Intel showed off three new dual-core microprocessors during the Intel Development Forum, promising more power for lower consumption.
Intel CEO and President Paul S. Otellini described his company's approach as performance per watt. Otellini said the new chips will not be available before Q3, 2006 and described the new products as combining the strength of the company's current Intel NetBurst and Pentium M micro-architectures, adding new features. Otellini also made the bold claim that ...we will deliver 'factor of 10' breakthroughs to a variety of platforms that can reduce energy consumption tenfold or bring 10 times the performance of today's products.
Otellini showed the first public demonstration of Merom, Conroe and Woodcrest - processors for notebook, desktop and server platforms designed on Intel's advanced 65-nanometer technology manufacturing process. He also said Intel has more than 10 processor projects that contain four (quad-core) or more processor cores per chip.
Otellini also announced that forthcoming lower-power products will lead to a new category of ultra energy-efficient Handtop PC devices that provide a converged communication and PC-like experience but require less than a watt of processing power and weigh under a pound. That would mean a PC, similar in performance to an average PC today, with a 5 inch display, running off one battery for 24 hours.
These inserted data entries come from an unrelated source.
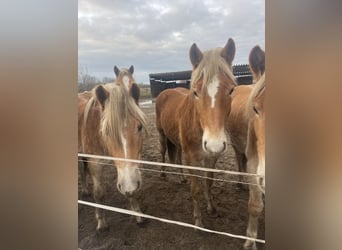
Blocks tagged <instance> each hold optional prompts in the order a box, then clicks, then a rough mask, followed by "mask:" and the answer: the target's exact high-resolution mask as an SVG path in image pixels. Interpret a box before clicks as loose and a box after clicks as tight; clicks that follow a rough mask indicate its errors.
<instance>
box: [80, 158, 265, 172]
mask: <svg viewBox="0 0 342 250" xmlns="http://www.w3.org/2000/svg"><path fill="white" fill-rule="evenodd" d="M78 156H80V157H89V158H95V159H103V160H113V161H124V162H131V163H141V164H147V165H153V166H165V167H171V168H183V169H188V170H199V171H204V172H213V173H222V174H231V175H244V176H254V177H264V176H262V175H258V174H251V173H242V172H236V171H229V170H221V169H213V168H202V167H194V166H188V165H178V164H170V163H164V162H152V161H142V160H132V159H126V158H118V157H111V156H103V155H91V154H81V153H79V154H78Z"/></svg>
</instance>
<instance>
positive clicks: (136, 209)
mask: <svg viewBox="0 0 342 250" xmlns="http://www.w3.org/2000/svg"><path fill="white" fill-rule="evenodd" d="M128 199H129V203H130V205H131V209H132V210H133V211H135V212H138V213H141V210H140V206H139V203H138V201H137V199H136V198H135V197H129V198H128ZM135 218H136V220H137V223H138V224H140V223H142V222H144V220H143V218H142V217H140V216H136V217H135Z"/></svg>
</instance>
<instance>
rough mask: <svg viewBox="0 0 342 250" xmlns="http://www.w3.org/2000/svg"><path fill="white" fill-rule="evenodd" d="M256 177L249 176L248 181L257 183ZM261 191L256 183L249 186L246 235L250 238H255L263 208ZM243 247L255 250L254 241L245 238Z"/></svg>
mask: <svg viewBox="0 0 342 250" xmlns="http://www.w3.org/2000/svg"><path fill="white" fill-rule="evenodd" d="M255 162H257V161H256V160H255V159H253V160H252V164H254V165H255ZM247 164H248V168H249V167H250V166H249V165H251V164H250V161H249V162H248V163H247ZM257 181H258V180H257V178H255V177H250V182H251V183H253V184H256V183H257ZM262 195H263V194H262V192H261V191H260V190H259V188H258V187H257V186H256V185H250V186H249V201H248V213H249V218H248V226H247V236H248V237H251V238H256V237H257V235H258V219H259V216H260V214H261V212H262V210H263V208H264V203H263V200H262ZM244 248H245V249H253V250H256V249H257V248H256V243H255V241H254V240H246V242H245V244H244Z"/></svg>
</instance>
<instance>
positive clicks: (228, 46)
mask: <svg viewBox="0 0 342 250" xmlns="http://www.w3.org/2000/svg"><path fill="white" fill-rule="evenodd" d="M221 56H222V57H223V58H224V59H225V60H226V61H227V63H228V64H229V65H230V66H231V65H232V62H233V59H234V57H235V42H234V40H233V39H231V38H229V39H228V42H227V43H226V45H225V46H224V48H223V49H222V52H221Z"/></svg>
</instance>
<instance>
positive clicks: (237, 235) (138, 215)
mask: <svg viewBox="0 0 342 250" xmlns="http://www.w3.org/2000/svg"><path fill="white" fill-rule="evenodd" d="M78 203H79V204H82V205H87V206H91V207H96V208H101V209H105V210H109V211H113V212H118V213H122V214H129V215H134V216H140V217H144V218H147V219H152V220H157V221H161V222H165V223H169V224H175V225H179V226H183V227H190V228H194V229H198V230H201V231H204V232H208V233H215V234H220V235H225V236H229V237H232V238H237V239H244V240H252V241H255V242H259V243H263V244H265V240H261V239H255V238H250V237H247V236H243V235H237V234H230V233H226V232H220V231H215V230H211V229H207V228H203V227H199V226H195V225H192V224H189V223H185V222H180V221H175V220H169V219H163V218H159V217H156V216H152V215H147V214H143V213H139V212H135V211H132V210H127V209H123V208H117V207H111V206H106V205H100V204H97V203H93V202H88V201H82V200H78Z"/></svg>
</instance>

All this information provided by the Intel President came as the dual-core market is heating up with AMD running newspaper ads in major U.S. newspapers proposing a dual-core duel that would pit the fastest server based on a 64-bit dual-core AMD processor with the fastest server based on an equivalent chip from Intel. AMD is clearly trying to distract media attention form the IDF and claims that if Intel accepts, the contest will be refereed by a third-party testing lab using standard benchmarks measuring performance and energy consumption.